Me voy a centrar hoy en nuestras relaciones con las “cosas” como objetos inanimados que nos proporcionan alguna utilidad, o simplemente los usamos o tenemos en cuenta en nuestras vidas, destacando dentro de este grupo algunas personas que se comportan como “cosas” o que nosotros las consideramos o tratamos como tales.

Uno no puede evitar establecer una relación emotiva con un cuadro, una pluma o un jarrón, sobre todo cuando situamos a esos dentro del contexto de nuestra vida. Así, ese cuadro que nos lo pintó, una novia, la pluma que heredamos de nuestro padre, o el jarrón que estuvo siempre a la entrada de la casa de la tía Angélica. Nuestra relación con estas “cosas” es especial, se han colocado en nuestro imaginario sentimental de manera que nos cuesta deshacernos de ellas a no ser que sea por necesidad, cuando tienen un alto valor de mercado, como las joyas de la abuela, y ante una perentoria necesidad, o bien cuando las depositamos en manos de otra persona que conoce y respeta de nuestra relación con ellas. Eso ocurre cuando, por ejemplo, decidimos heredar en vida a nuestros allegados.
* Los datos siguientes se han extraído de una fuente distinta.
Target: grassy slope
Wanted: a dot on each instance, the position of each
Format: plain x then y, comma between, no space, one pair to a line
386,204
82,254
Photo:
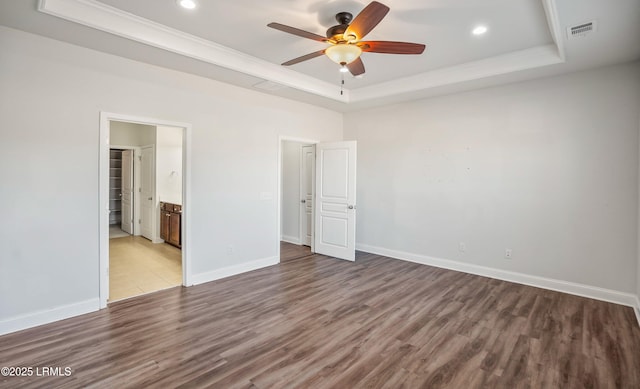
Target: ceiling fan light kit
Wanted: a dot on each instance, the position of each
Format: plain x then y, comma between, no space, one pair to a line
343,54
345,41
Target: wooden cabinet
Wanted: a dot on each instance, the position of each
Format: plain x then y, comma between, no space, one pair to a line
170,223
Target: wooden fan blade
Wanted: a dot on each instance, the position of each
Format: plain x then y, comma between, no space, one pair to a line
388,47
366,20
303,58
356,67
297,31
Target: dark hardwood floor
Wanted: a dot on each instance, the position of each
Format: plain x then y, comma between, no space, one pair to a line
320,322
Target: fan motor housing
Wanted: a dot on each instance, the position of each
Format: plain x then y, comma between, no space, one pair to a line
336,32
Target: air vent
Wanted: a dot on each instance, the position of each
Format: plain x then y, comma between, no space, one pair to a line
269,86
581,30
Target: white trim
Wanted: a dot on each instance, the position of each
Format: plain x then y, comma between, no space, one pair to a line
155,228
103,196
583,290
234,270
291,239
118,22
551,12
282,138
136,183
45,316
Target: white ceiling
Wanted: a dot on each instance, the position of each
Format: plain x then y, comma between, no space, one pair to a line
229,41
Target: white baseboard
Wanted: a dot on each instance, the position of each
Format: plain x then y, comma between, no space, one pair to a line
233,270
290,239
34,319
593,292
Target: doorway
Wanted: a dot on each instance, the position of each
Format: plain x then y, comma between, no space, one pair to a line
317,199
141,261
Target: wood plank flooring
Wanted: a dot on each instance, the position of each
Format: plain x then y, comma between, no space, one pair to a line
319,322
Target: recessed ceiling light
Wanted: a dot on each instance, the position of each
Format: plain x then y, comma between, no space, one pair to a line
188,4
479,30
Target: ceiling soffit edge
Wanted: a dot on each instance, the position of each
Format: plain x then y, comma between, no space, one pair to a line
109,19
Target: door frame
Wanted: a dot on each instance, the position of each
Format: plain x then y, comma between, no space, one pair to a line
302,214
103,196
136,182
155,236
281,140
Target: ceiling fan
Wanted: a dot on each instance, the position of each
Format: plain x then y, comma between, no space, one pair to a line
346,39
Sin embargo, hay otras cosas que sin valor material, incluso a veces, sentimental, se vinculan a nosotros y le otorgamos una trascendencia especial y las miramos como si pudieran decirnos algo, incluso podemos llegar a hablarles como a una persona o a un animal. Así, por ejemplo, a un coche o a un paraguas que, de algún modo han compartido parte de nuestra vida, y llegamos, incluso, a no querernos desprender de ellas, como si al abandonarlos cometiéramos una falta imperdonable. De este modo las dotamos de espíritu que permanece en ellas, más allá de nuestra desaparición, llegando a recordarnos a su propietario cuando las vemos y la persona en cuestión ya no está presente.
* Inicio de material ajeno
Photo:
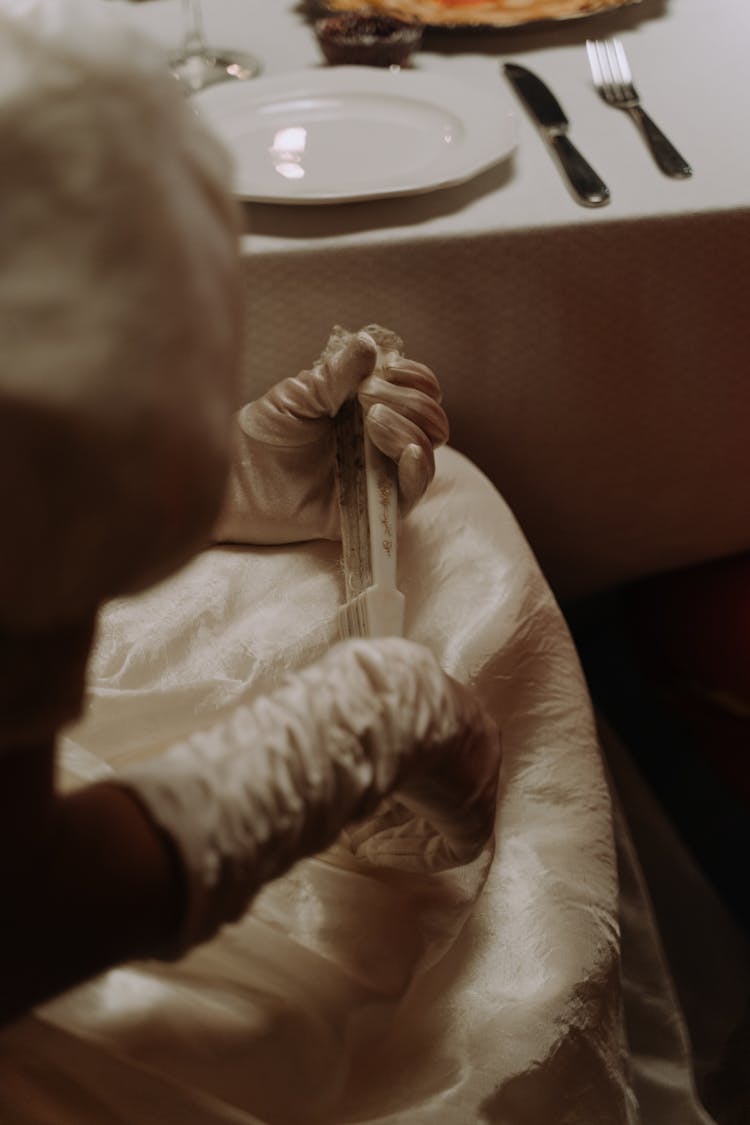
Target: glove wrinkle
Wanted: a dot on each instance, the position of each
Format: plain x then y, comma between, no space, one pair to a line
282,776
282,486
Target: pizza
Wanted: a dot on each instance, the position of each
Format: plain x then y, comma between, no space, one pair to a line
477,12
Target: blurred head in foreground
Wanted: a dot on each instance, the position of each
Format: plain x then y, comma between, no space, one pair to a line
119,322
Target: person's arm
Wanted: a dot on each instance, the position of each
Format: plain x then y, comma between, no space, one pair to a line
88,882
159,860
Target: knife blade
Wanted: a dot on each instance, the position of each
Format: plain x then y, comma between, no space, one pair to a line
588,188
Que no habrán visto estas paredes, decimos a veces, y no me cabe duda de que las paredes podrían respondernos si pudieran comunicarse porque las paredes fueron dotadas de espíritu por sus antiguos habitantes. Una cosa que siempre me intrigó es como las casas se arruinan rápidamente cuando están deshabitadas y se conservan a pesar de los años cuando tienen moradores. La relación del hombre con el mundo material humaniza las cosas y, para nosotros, las dota de memoria.
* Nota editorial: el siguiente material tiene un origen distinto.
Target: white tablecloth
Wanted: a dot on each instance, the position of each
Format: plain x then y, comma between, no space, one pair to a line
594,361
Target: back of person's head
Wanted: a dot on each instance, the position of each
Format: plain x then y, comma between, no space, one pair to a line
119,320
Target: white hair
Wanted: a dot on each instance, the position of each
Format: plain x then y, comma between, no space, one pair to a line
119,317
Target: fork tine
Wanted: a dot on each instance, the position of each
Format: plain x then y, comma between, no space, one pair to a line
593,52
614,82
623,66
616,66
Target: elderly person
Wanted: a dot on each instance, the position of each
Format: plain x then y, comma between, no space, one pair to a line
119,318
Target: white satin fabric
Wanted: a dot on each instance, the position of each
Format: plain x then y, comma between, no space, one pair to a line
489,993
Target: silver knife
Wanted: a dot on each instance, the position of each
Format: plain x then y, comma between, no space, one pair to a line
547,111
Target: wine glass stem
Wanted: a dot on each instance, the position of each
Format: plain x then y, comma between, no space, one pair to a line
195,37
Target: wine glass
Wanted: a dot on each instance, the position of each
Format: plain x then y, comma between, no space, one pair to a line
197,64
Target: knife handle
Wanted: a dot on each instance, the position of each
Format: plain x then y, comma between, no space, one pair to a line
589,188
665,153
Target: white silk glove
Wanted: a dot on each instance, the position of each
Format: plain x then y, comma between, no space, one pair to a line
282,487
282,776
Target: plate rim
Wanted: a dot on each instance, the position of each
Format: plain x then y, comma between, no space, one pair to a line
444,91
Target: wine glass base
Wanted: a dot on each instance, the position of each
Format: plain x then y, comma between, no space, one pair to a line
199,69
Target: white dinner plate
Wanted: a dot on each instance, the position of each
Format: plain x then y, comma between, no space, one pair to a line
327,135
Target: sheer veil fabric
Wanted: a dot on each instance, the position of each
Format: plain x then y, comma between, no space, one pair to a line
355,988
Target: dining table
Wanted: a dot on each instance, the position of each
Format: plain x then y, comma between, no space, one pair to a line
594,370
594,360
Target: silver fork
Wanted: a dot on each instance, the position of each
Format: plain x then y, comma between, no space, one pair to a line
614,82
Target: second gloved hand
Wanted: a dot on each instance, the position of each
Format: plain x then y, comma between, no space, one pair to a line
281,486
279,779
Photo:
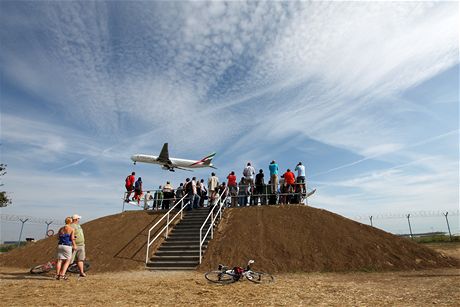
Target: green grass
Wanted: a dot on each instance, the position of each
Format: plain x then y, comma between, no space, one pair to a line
437,239
8,247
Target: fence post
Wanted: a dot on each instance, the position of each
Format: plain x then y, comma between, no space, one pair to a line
448,227
410,228
47,227
20,233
Hay, sin embargo, una forma especial de relacionarse los hombres con las cosas y son los coleccionistas. Susan Sontag en su novela “El amante del volcán” reflexiona sobre ellos mediante su protagonista. Hay coleccionistas de obras de arte o de joyas y otros objetos suntuarios, pero también de llaveros, de búhos o de sellos, ¿Qué es lo que lleva a estas personas a establecer una relación especial con estas “cosas”? Y especialmente cuando son cosas sin valor fuera del que le otorga su propio “recolector”. ¿Es la necesidad de singularizarnos por algo? ¿Ser únicos o minoritarios en cierto aspecto de la vida? Además, las colecciones “corrientes” solo tienen valor para algunas personas y en su conjunto, las piezas sueltas no tienen valor alguno y solo alcanzan notoriedad cuando una masa de coleccionistas coinciden sobre un mismo tema.

Lo que es evidente es que el hombre confiere un valor y un espíritu a las “cosas” que estas se lo devuelven como un ser agradecido fijándose en su memoria, a veces, incluso, más allá de la muerte.